The 1992/3 Biennale reflected a shift away from Europe and the USA and over ninety percent of the artists in the exhibition had not been exhibited before in Australia. Titled ‘The Boundary Rider’ and curated by Tony Bond, the exhibition took as its theme the exploration of physical, psychological and cultural boundaries. It examined their fluidity and transgression through the work of such artists as Orlan, whose surgical manipulation of her own body captured the imagination of both the public and the media. Another powerful work in the exhibition and later acquired by the Art Gallery of New South Wales was the installation “Atrabiliaros” by Doris Salcedo.
This was an expansive international event with some thirty-six countries participating, many of which had not traditionally been included in Sydney Biennales, such as Benin, Cameroon, Thailand, Haiti, Ghana and South Africa. Mainstream figures were included alongside emerging artists from beyond the traditional centres of culture.
The notion of boundaries had a certain currency with the demise of the old communist order in Europe, the limited liberalisations occurring in China at the time as well as the arrival of ‘boatpeople’ in Australia. The theme provided a rich context for artists such as the Border Art Workshop, Dolly Nampijimpa Daniels, Kamol Phaosavasdi, Marc Quinn, Bill Seaman, Richard Wilson, Wim Delvoye, Antoine Oleyant, Perejaume, Juan Muñoz, Gordon Bennett, Joyce Hinterding, Lorna Simpson, Haim Steinbach and the Campfire Group; who addressed such issues as alienation, race and gender relations, commodity fetishism, technologies and entropy.

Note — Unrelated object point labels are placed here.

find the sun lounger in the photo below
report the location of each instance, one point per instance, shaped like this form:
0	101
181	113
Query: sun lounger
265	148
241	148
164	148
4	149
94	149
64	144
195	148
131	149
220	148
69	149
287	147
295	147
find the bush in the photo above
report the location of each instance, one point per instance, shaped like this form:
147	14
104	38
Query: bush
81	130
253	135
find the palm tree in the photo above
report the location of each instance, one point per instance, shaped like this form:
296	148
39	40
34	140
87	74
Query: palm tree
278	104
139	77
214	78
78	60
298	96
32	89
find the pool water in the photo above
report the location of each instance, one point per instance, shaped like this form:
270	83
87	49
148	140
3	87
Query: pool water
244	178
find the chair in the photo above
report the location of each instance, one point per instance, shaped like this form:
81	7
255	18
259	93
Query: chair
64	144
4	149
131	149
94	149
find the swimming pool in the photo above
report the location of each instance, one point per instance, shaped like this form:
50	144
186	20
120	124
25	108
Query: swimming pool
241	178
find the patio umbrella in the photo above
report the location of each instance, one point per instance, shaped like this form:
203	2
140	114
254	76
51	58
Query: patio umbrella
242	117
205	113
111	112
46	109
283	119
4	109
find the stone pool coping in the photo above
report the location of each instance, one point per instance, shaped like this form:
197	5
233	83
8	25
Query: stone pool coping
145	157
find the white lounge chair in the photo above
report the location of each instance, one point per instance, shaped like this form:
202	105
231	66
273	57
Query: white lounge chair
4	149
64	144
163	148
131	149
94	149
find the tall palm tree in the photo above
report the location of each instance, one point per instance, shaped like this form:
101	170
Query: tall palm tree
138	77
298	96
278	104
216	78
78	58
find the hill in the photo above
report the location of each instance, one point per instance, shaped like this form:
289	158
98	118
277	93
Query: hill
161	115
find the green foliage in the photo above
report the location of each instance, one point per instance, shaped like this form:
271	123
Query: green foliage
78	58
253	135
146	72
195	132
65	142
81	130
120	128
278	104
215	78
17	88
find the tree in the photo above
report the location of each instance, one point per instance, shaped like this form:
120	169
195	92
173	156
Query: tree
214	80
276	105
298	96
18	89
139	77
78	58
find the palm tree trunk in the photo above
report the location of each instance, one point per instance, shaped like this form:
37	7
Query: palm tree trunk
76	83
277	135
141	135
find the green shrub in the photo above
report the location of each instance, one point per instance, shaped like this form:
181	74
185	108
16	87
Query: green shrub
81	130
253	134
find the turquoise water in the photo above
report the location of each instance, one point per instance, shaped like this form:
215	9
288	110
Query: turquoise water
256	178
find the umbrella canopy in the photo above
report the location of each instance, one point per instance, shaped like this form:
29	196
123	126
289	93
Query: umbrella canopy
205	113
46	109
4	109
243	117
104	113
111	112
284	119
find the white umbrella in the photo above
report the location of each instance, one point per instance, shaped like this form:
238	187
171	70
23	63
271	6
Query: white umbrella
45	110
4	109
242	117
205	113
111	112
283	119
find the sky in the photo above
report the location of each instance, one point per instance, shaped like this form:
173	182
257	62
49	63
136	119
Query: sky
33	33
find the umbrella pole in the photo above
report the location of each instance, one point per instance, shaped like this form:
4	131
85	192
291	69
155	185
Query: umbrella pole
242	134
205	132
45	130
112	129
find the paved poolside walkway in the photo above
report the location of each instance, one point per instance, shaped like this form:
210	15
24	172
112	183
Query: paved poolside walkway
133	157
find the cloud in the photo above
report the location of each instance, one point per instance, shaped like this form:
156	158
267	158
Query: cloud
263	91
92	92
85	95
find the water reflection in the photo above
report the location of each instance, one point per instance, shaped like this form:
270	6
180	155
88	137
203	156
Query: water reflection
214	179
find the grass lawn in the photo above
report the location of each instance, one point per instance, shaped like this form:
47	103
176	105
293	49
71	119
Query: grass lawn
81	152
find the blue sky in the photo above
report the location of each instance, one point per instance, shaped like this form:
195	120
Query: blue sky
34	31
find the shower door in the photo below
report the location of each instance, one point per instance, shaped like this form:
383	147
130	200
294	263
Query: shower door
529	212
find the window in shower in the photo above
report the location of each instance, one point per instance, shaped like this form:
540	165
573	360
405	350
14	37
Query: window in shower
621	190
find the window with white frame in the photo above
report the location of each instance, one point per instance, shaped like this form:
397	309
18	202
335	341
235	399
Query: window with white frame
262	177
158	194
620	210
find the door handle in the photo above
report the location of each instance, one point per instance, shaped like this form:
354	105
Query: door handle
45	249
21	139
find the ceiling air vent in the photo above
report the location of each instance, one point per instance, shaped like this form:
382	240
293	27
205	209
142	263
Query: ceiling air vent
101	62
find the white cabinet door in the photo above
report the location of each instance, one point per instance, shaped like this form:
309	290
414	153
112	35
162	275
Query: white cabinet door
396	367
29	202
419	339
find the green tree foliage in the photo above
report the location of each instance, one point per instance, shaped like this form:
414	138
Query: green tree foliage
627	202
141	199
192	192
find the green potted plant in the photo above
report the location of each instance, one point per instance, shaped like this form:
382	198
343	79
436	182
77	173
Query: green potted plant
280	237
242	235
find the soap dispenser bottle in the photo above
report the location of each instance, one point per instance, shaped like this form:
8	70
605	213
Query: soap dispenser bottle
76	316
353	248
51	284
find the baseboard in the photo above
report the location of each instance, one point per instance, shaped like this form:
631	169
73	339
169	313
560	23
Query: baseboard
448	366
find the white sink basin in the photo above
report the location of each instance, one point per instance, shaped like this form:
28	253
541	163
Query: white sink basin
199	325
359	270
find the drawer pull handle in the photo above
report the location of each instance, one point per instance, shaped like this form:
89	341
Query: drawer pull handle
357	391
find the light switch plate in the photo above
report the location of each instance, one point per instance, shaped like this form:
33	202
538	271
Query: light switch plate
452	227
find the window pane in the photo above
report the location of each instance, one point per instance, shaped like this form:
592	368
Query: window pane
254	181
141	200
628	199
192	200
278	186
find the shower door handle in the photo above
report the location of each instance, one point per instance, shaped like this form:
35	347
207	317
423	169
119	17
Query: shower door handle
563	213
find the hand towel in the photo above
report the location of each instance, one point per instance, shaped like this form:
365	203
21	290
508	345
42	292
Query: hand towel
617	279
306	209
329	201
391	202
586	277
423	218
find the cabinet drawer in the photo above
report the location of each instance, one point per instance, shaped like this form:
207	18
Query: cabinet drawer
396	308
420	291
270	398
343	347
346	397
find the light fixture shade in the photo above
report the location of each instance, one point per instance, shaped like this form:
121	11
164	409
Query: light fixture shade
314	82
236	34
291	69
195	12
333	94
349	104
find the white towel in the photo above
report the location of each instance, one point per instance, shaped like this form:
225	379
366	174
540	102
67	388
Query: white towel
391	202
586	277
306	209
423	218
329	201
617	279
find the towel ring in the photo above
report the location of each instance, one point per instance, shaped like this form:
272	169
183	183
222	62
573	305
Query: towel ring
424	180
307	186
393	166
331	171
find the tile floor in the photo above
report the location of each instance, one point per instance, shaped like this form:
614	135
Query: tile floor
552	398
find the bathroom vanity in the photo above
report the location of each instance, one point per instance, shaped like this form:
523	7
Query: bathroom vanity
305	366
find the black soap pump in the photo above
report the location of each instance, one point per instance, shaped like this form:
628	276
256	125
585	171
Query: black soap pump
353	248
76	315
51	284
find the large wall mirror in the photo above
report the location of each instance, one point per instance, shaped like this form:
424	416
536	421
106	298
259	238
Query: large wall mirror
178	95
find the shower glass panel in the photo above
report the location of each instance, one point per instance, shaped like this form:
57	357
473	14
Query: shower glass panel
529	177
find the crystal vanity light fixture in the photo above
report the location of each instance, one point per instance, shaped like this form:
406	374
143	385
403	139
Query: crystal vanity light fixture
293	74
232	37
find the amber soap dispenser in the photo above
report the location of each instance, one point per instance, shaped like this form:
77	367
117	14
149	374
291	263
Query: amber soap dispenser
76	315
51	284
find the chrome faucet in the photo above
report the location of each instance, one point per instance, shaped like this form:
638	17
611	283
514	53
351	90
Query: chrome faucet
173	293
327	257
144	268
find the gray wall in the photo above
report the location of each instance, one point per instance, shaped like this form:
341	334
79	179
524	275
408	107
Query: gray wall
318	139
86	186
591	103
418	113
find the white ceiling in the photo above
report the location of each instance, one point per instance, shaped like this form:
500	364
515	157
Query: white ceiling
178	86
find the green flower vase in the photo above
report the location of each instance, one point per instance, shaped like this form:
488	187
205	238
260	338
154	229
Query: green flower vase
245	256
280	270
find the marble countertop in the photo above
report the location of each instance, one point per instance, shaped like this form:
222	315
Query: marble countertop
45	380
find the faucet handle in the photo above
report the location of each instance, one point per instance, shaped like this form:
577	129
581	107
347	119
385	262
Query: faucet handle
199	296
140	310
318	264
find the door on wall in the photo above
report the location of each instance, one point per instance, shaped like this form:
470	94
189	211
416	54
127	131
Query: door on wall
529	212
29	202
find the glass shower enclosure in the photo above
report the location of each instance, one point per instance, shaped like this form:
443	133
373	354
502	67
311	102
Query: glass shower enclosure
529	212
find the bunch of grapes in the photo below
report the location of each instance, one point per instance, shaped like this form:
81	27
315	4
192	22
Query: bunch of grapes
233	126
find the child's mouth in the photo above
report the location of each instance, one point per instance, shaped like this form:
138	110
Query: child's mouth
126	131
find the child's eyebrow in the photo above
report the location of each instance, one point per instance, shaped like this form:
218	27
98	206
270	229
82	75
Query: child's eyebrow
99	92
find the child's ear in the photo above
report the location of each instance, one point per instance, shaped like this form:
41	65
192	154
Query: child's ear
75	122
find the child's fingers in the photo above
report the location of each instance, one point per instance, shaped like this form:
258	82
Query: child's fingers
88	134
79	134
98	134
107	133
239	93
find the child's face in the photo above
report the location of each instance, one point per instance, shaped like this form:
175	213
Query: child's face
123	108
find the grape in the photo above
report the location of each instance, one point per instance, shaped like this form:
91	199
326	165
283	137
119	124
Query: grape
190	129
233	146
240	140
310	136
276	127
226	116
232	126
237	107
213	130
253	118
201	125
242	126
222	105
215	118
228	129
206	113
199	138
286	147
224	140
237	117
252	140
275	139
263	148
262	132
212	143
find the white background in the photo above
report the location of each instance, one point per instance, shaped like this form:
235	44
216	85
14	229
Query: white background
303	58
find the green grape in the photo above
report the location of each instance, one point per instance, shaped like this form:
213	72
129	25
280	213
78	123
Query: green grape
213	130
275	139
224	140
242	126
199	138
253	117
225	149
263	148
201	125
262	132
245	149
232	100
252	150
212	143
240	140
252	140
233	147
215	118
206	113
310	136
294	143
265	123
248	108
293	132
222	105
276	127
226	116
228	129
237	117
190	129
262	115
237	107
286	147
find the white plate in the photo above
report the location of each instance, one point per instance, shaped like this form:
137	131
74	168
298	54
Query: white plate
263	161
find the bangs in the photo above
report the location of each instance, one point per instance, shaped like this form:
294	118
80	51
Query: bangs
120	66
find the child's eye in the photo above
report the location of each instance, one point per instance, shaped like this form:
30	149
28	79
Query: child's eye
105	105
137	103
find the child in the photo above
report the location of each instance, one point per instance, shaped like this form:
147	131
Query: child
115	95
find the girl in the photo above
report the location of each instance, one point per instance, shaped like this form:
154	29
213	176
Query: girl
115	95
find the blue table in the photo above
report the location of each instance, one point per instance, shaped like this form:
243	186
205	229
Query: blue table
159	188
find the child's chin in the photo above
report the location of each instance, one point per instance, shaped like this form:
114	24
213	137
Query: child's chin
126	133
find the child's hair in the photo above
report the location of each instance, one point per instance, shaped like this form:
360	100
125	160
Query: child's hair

An extensive lecture, film and public program marked the ninth Biennale, and a special course on contemporary art was offered to broaden and educate new audiences, as well as intensify debate. In addition to the traditional venues of the Art Gallery of NSW and others such as the Ivan Dougherty Gallery which housed an overwhelming painting installation by Igor Kopystiansky, the Bond Store once again provided a dramatic location for many memorable installations and site specific works. The Border Art Workshop (a group based around the US/Mexico border) worked in the outer suburbs of Cabramatta with young, disenfranchised, immigrant communities, in ways that changed the lives of some of the young participants. This particular example of interaction with the local community – and the legacy it left – is emblematic of many Biennale exhibitions and programs. People were exposed to ideas and experiences they would never otherwise have had, and perhaps more than anything else the Biennale’s enduring strength has been exactly that, to act as a catalyst.